How can we implement an efficient queue using Azure serverless technologies (e.g. Azure Servicebus) to call Azure OpenAI service concurrently but guarantee earlier messages are processed first?
The complexity is that the rate limit is not based on X requests per minute based on a 'rolling window'. But instead it is about tokens per minute and Azure implements a 1 minute timer (which we don't know when it resets). Here is an explanation of the rate limit policy: https://learn.microsoft.com/en-us/azure/cognitive-services/openai/how-to/quota#understanding-rate-limits
Assuming the following "queue" and a rate limit of 10.000 TPM:
- Request 1) 2000 expected tokens
- Request 2) 5000 expected tokens
- Request 3) 5000 expected tokens
- Request 4) 2000 expected tokens
- Request 5) 7000 expected tokens
We would like the 'queue' to concurrently process request 1 and 2. 'Realize' that request 3 will overshoot the token limit and 'schedule' one minute of waiting, then take on request 3 & 4 concurrently, schedule one minute of waiting and process request 5.

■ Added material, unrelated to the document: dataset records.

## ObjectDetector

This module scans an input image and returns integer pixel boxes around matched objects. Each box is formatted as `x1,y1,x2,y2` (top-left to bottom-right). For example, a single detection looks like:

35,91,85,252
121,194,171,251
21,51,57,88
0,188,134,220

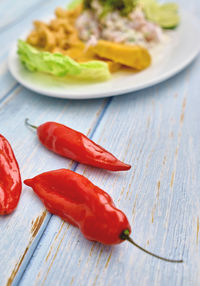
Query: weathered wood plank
0,87,108,285
20,57,200,286
0,0,200,285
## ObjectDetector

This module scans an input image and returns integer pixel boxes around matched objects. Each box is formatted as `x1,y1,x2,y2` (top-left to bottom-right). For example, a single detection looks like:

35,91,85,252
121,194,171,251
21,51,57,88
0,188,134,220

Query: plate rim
8,9,200,99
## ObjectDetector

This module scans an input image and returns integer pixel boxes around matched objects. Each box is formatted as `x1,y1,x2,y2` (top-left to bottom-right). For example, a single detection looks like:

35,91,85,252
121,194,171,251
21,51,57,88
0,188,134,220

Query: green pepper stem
120,229,183,263
25,118,37,129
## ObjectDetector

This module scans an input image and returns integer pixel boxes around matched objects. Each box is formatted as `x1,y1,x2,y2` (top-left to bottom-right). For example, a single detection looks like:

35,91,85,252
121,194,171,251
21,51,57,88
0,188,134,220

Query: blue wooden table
0,0,200,286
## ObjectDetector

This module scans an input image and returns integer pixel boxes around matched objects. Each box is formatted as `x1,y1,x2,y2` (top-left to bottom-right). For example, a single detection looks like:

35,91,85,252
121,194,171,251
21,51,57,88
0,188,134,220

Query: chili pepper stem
120,229,183,263
25,118,37,129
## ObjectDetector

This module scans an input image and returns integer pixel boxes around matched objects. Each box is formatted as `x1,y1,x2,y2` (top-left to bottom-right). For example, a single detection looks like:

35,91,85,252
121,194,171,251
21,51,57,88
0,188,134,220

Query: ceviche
18,0,180,80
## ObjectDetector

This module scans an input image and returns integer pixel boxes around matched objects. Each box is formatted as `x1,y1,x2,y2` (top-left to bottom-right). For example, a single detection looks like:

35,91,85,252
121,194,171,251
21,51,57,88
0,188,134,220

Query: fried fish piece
92,40,151,70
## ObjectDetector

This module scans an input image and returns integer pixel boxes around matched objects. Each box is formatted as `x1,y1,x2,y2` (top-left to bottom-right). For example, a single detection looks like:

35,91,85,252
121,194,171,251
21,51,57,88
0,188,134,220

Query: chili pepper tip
120,229,183,263
25,118,37,129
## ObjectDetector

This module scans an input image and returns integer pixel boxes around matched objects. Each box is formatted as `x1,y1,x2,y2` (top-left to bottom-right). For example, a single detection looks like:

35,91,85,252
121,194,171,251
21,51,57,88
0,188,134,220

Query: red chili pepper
24,169,182,262
0,134,22,215
25,119,131,171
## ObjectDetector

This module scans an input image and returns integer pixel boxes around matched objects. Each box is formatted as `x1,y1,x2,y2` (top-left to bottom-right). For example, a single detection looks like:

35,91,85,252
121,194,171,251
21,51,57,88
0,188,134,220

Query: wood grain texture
0,87,107,285
0,0,200,286
20,60,200,286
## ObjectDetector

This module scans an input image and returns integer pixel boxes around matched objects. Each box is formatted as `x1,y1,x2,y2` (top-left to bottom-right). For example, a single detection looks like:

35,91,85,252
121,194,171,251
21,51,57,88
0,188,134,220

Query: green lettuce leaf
18,40,110,80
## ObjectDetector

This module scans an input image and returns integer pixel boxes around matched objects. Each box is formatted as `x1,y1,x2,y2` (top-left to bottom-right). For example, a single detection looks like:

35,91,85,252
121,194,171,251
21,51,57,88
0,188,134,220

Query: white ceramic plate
8,11,200,99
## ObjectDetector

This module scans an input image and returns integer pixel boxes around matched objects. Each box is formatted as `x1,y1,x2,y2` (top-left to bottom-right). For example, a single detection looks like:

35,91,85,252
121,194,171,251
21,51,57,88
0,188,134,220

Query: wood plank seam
7,97,112,285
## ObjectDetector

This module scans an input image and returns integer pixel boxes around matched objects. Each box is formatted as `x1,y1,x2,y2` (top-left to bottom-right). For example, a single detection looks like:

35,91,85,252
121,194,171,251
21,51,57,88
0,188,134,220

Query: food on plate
25,119,131,171
18,0,180,80
24,169,183,263
93,40,151,70
0,134,22,215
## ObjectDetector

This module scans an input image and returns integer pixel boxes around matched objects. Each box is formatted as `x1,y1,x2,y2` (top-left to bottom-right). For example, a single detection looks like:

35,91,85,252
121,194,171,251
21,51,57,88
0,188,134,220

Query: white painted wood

In theory we don't need to 'schedule' and can just hit the rate limit with a retry policy (maybe better than scheduling since we don't know the moment the timer resets and the exact tokens that Azure estimates the request will cost). But in this case how do we make sure we don't end up with a race condition where request 3,4,5 all fail and retry and 5 gets through before 3?
In theory an even more intelligent solution would process 1,2,4 in parallel. Wait a minute and then process 3, wait a minute and then process 5. Where 4 is allowed to go before 3 only because it fits within the minute's limit which would otherwise be 'wasted'.